Monte Carlo simulations for NMR-based protein structure determination, aqueous interfacial properties, and pressure-volume curves

Monte Carlo simulations are used in three applications: assessment of residual dipolar couplings (RDCs) obtained from NMR spectroscopic measurements in the prediction of the structure of small helical proteins; structural and chemical properties of the neat aqueous liquid/vapor interface and simple salt solutions; use of the TraPPE (Transferable Potentials for Phase Equilibria) force field to model systems at high temperature and pressure. A Monte Carlo simulated annealing search is developed to optimize the three-dimensional structure of helical protein subunits. A simple residue-based force field is employed to describe the interactions of the interhelical residues. In addition, simulations with orientational constraints, distance constraints, or a combination of both suggest that using only orientational constraints, in the form of RDCs, is inadequate for constraining the search for tertiary structure. However, when combined with limited additional distance data, RDCs can improve the overall RMSD of the model. Configurational-bias Monte Carlo simulations in the Gibbs ensemble are used to investigate the liquid/vapor interface for neat water and water-ion mixtures at 298 K and 1 atm.

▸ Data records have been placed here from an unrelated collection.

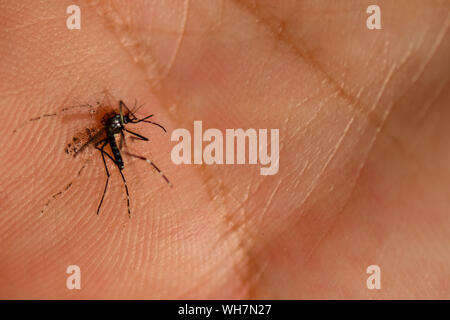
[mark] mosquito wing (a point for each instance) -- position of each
(93, 138)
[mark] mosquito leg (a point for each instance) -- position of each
(122, 140)
(105, 142)
(137, 135)
(152, 164)
(126, 190)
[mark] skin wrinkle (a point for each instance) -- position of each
(281, 34)
(436, 44)
(181, 34)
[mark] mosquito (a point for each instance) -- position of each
(115, 124)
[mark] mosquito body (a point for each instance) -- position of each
(114, 125)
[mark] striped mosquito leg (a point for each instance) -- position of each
(153, 165)
(126, 190)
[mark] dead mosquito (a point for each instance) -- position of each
(115, 124)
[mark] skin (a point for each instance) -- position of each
(364, 150)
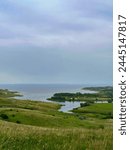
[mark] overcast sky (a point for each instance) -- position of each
(56, 41)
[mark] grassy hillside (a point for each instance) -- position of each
(33, 125)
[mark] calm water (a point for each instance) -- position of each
(43, 91)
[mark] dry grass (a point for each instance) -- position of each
(22, 137)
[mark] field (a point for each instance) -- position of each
(33, 125)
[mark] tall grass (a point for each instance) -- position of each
(22, 137)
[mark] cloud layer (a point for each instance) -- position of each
(56, 41)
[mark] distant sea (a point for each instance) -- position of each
(43, 91)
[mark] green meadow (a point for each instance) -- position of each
(35, 125)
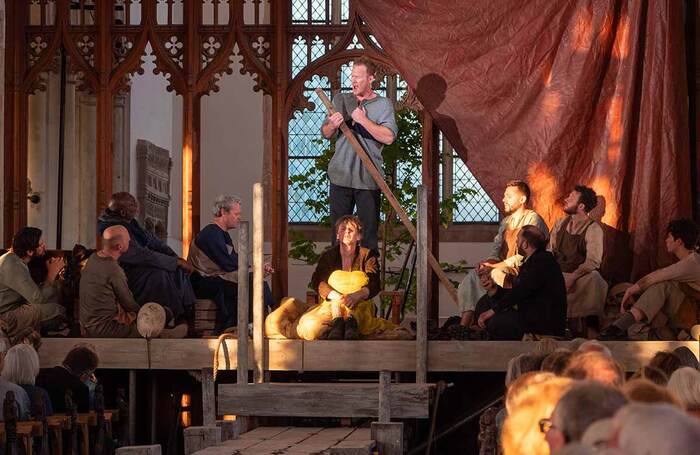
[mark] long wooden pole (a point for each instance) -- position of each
(403, 216)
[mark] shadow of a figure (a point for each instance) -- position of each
(431, 92)
(616, 266)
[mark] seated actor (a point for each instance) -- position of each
(504, 260)
(577, 244)
(215, 262)
(664, 290)
(107, 307)
(24, 304)
(154, 271)
(347, 255)
(536, 303)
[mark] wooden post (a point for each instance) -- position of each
(430, 168)
(132, 407)
(208, 397)
(384, 396)
(279, 162)
(422, 288)
(243, 318)
(379, 180)
(258, 301)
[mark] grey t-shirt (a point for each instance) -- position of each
(346, 168)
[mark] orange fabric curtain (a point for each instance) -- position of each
(557, 93)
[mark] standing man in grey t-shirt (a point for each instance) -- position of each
(371, 118)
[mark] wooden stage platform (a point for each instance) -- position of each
(298, 355)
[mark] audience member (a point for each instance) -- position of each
(154, 271)
(76, 373)
(504, 260)
(21, 397)
(645, 391)
(665, 361)
(594, 346)
(687, 357)
(577, 244)
(663, 291)
(583, 404)
(21, 366)
(215, 260)
(595, 366)
(557, 361)
(653, 374)
(536, 304)
(655, 429)
(23, 304)
(684, 384)
(524, 428)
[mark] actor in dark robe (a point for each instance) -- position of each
(154, 271)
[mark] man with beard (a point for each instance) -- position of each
(371, 118)
(665, 291)
(503, 262)
(577, 243)
(154, 271)
(23, 304)
(536, 304)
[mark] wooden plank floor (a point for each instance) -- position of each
(297, 355)
(287, 441)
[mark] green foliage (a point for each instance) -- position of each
(402, 165)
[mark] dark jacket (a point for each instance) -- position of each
(365, 261)
(539, 292)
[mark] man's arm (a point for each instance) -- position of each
(121, 290)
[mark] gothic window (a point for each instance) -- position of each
(316, 21)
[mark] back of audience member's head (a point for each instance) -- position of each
(576, 343)
(521, 430)
(520, 387)
(655, 429)
(557, 361)
(595, 366)
(521, 364)
(594, 346)
(81, 360)
(21, 364)
(578, 408)
(653, 374)
(666, 361)
(645, 391)
(684, 384)
(688, 357)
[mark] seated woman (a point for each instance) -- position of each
(346, 278)
(21, 367)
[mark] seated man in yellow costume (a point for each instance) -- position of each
(346, 279)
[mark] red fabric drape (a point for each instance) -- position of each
(557, 93)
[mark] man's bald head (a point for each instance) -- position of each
(125, 204)
(115, 240)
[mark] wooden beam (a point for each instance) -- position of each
(422, 286)
(243, 304)
(297, 355)
(258, 300)
(279, 162)
(430, 181)
(379, 180)
(322, 400)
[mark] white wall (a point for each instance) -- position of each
(156, 116)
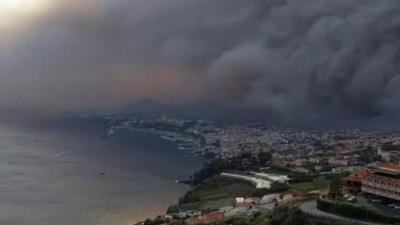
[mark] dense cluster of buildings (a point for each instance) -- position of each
(300, 150)
(379, 180)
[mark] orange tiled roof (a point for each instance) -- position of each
(390, 166)
(358, 176)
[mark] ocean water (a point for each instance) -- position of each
(68, 175)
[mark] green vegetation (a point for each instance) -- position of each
(276, 187)
(305, 186)
(283, 215)
(217, 188)
(355, 211)
(243, 162)
(335, 189)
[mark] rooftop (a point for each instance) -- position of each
(386, 168)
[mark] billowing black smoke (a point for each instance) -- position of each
(299, 61)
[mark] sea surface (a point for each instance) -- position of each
(69, 175)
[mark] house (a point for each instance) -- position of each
(211, 217)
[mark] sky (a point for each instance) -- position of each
(295, 60)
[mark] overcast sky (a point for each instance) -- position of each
(299, 59)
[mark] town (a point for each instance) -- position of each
(254, 172)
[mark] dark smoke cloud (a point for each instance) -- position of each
(302, 60)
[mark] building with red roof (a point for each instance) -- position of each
(211, 217)
(381, 180)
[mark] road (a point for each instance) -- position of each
(310, 207)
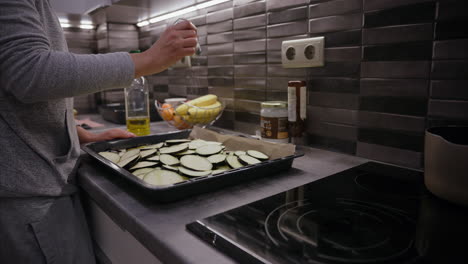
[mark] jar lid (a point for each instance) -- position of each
(296, 83)
(274, 104)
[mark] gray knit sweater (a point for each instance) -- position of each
(39, 147)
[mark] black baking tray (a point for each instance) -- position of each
(193, 185)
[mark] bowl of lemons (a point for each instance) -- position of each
(184, 114)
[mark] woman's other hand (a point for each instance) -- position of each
(176, 42)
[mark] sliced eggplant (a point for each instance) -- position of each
(143, 164)
(257, 154)
(233, 162)
(246, 159)
(174, 149)
(217, 158)
(209, 150)
(176, 141)
(197, 163)
(168, 159)
(128, 162)
(240, 153)
(193, 173)
(147, 153)
(130, 153)
(114, 157)
(163, 178)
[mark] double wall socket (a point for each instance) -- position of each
(302, 53)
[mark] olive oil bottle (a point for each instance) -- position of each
(137, 107)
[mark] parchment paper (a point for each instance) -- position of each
(273, 150)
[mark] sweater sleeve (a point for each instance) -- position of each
(31, 71)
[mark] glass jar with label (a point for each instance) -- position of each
(274, 121)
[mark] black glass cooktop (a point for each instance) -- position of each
(367, 214)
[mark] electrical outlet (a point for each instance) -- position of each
(302, 53)
(185, 62)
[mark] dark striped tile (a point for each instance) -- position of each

A mixture of ions of varying size all having the same fixed charge and Lennard-Jones well depth (i.e., the same polarizability) are considered. These simulations identify size effects as having a prominent role in the preference of large inorganic ions for the interface. Simulations in the isobaric-isothermal ensemble at high pressure and temperature compare the united-atom version of the TraPPE force field and single-site exp-6 representations for methane, methanol, oxygen, and ammonia. The TraPPE models, despite being parameterized to the vapor-liquid coexistence curve (i.e. relatively mild conditions), perform remarkably well at extreme conditions. The single-site exp-6 models can fit available experimental data in this region very well, but the parameters are less transferable to conditions below the critical temperature.